Dr. Kariko’s ideas about mRNA were definitely unorthodox. Increasingly, they also seem to have been prescient.

“It’s going to be transforming,” Dr. Fauci said of mRNA research. “It is already transforming for Covid-19, but also for other vaccines. H.I.V. — people in the field are already excited. Influenza, malaria.”

For Dr. Kariko, most every day was a day in the lab. “You are not going to work — you are going to have fun,” her husband, Bela Francia, manager of an apartment complex, used to tell her as she dashed back to the office on evenings and weekends. He once calculated that her endless workdays meant she was earning about a dollar an hour.

For many scientists, a new discovery is followed by a plan to make money, to form a company and get a patent. But not for Dr. Kariko. “That’s the furthest thing from Kate’s mind,” Dr. Langer said.

She grew up in the small Hungarian town of Kisujszallas. She earned a Ph.D. at the University of Szeged and worked as a postdoctoral fellow at its Biological Research Center.

In 1985, when the university’s research program ran out of money, Dr. Kariko, her husband, and 2-year-old daughter, Susan, moved to Philadelphia for a job as a postdoctoral student at Temple University. Because the Hungarian government only allowed them to take $100 out of the country, she and her husband sewed £900 (roughly $1,246 today) into Susan’s teddy bear. (Susan grew up to be a two-time Olympic gold medal winner in rowing.)

When Dr. Kariko started, it was early days in the mRNA field. Even the most basic tasks were difficult, if not impossible. How do you make RNA molecules in a lab? How do you get mRNA into cells of the body?

In 1989, she landed a job with Dr. Elliot Barnathan, then a cardiologist at the University of Pennsylvania. It was a low-level position, research assistant professor, and never meant to lead to a permanent tenured position. She was supposed to be supported by grant money, but none came in.

She and Dr. Barnathan planned to insert mRNA into cells, inducing them to make new proteins. In one of the first experiments, they hoped to use the strategy to instruct cells to make a protein called the urokinase receptor. If the experiment worked, they would detect the new protein with a radioactive molecule that would be drawn to the receptor.

“Most people laughed at us,” Dr. Barnathan said.

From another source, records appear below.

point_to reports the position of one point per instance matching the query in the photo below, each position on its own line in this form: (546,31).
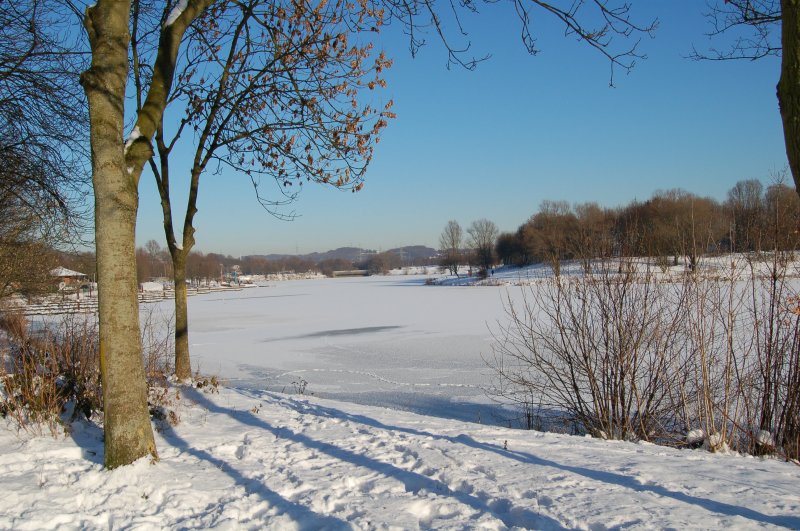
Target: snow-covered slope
(249,460)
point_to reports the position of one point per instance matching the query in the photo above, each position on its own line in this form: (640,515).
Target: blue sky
(496,141)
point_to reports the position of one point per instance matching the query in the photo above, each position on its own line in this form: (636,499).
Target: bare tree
(285,106)
(482,237)
(117,164)
(450,244)
(116,169)
(761,28)
(42,123)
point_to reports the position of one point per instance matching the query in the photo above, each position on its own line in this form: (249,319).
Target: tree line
(271,91)
(674,226)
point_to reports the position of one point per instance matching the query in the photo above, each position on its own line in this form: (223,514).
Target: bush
(50,373)
(52,377)
(711,361)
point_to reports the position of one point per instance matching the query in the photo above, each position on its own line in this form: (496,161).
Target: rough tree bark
(116,169)
(789,84)
(128,433)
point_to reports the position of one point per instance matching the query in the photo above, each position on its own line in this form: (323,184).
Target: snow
(251,457)
(151,286)
(255,460)
(176,12)
(389,341)
(64,272)
(131,139)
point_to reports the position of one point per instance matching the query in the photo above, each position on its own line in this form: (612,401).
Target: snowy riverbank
(250,460)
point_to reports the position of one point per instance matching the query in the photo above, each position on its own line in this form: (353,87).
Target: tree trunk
(789,84)
(128,432)
(183,369)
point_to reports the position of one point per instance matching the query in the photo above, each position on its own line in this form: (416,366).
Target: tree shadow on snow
(413,482)
(302,515)
(789,521)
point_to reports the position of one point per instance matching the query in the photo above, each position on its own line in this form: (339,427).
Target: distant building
(68,279)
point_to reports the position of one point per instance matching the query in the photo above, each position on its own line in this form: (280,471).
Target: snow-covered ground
(254,460)
(389,341)
(250,457)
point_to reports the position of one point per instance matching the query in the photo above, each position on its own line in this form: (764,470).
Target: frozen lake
(385,340)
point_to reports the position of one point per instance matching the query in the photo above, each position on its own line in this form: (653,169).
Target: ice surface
(390,341)
(254,460)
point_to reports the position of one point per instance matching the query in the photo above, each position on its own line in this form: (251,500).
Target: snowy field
(436,455)
(255,460)
(389,341)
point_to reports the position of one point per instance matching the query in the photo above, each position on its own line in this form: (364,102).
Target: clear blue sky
(497,141)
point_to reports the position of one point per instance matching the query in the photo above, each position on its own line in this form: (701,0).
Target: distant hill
(355,254)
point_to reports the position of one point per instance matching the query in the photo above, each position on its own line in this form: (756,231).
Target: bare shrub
(51,373)
(711,360)
(52,377)
(594,348)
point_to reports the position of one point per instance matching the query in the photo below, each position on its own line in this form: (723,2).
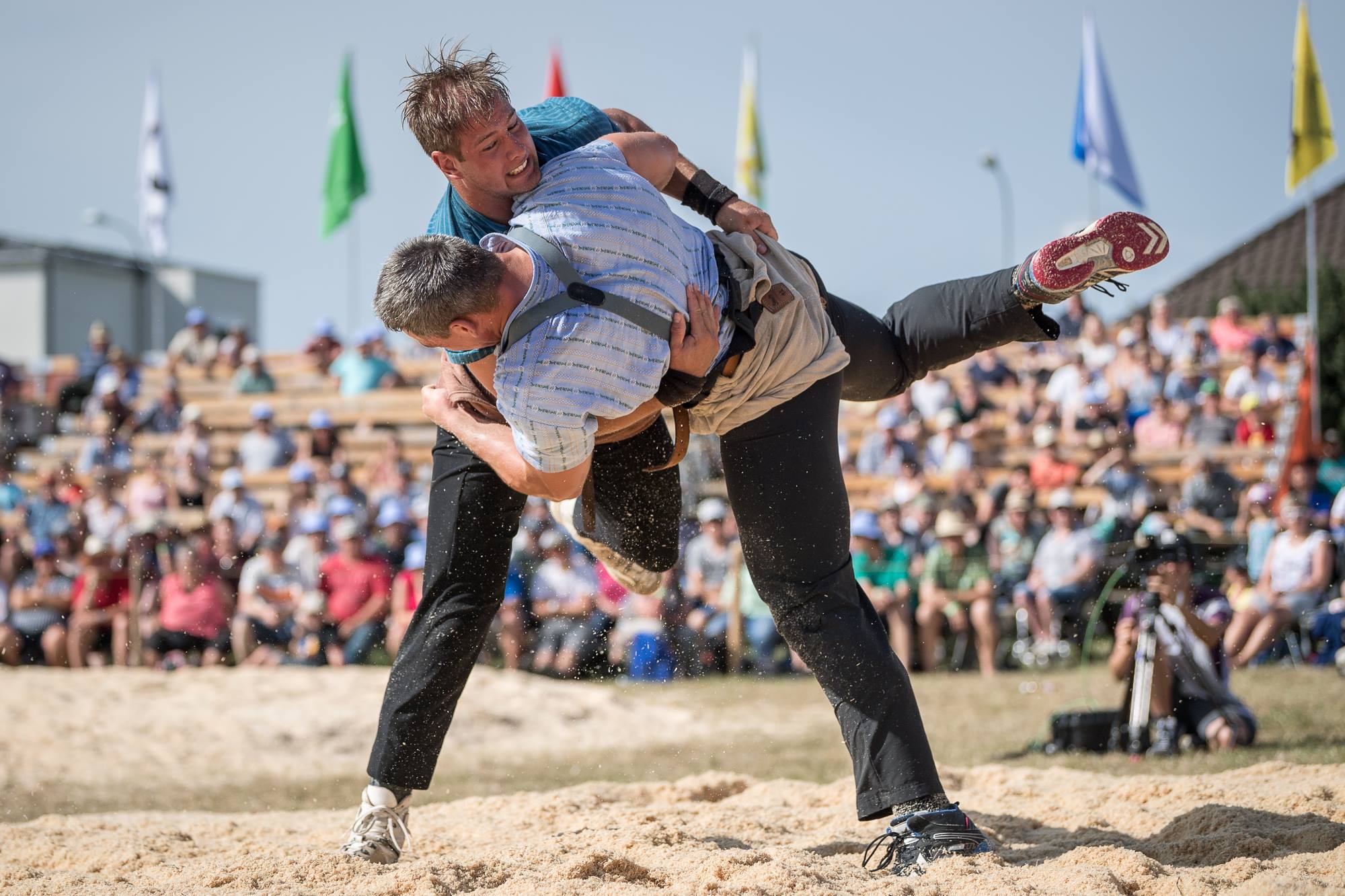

One fateful day, the two scientists hovered over a dot-matrix printer in a narrow room at the end of a long hall. A gamma counter, needed to track the radioactive molecule, was attached to a printer. It began to spew data.

Their detector had found new proteins produced by cells that were never supposed to make them — suggesting that mRNA could be used to direct any cell to make any protein, at will.

“I felt like a god,” Dr. Kariko recalled.

She and Dr. Barnathan were on fire with ideas. Maybe they could use mRNA to improve blood vessels for heart bypass surgery. Perhaps they could even use the procedure to extend the life span of human cells.

Dr. Barnathan, though, soon left the university, accepting a position at a biotech firm, and Dr. Kariko was left without a lab or financial support. She could stay at Penn only if she found another lab to take her on. “They expected I would quit,” she said.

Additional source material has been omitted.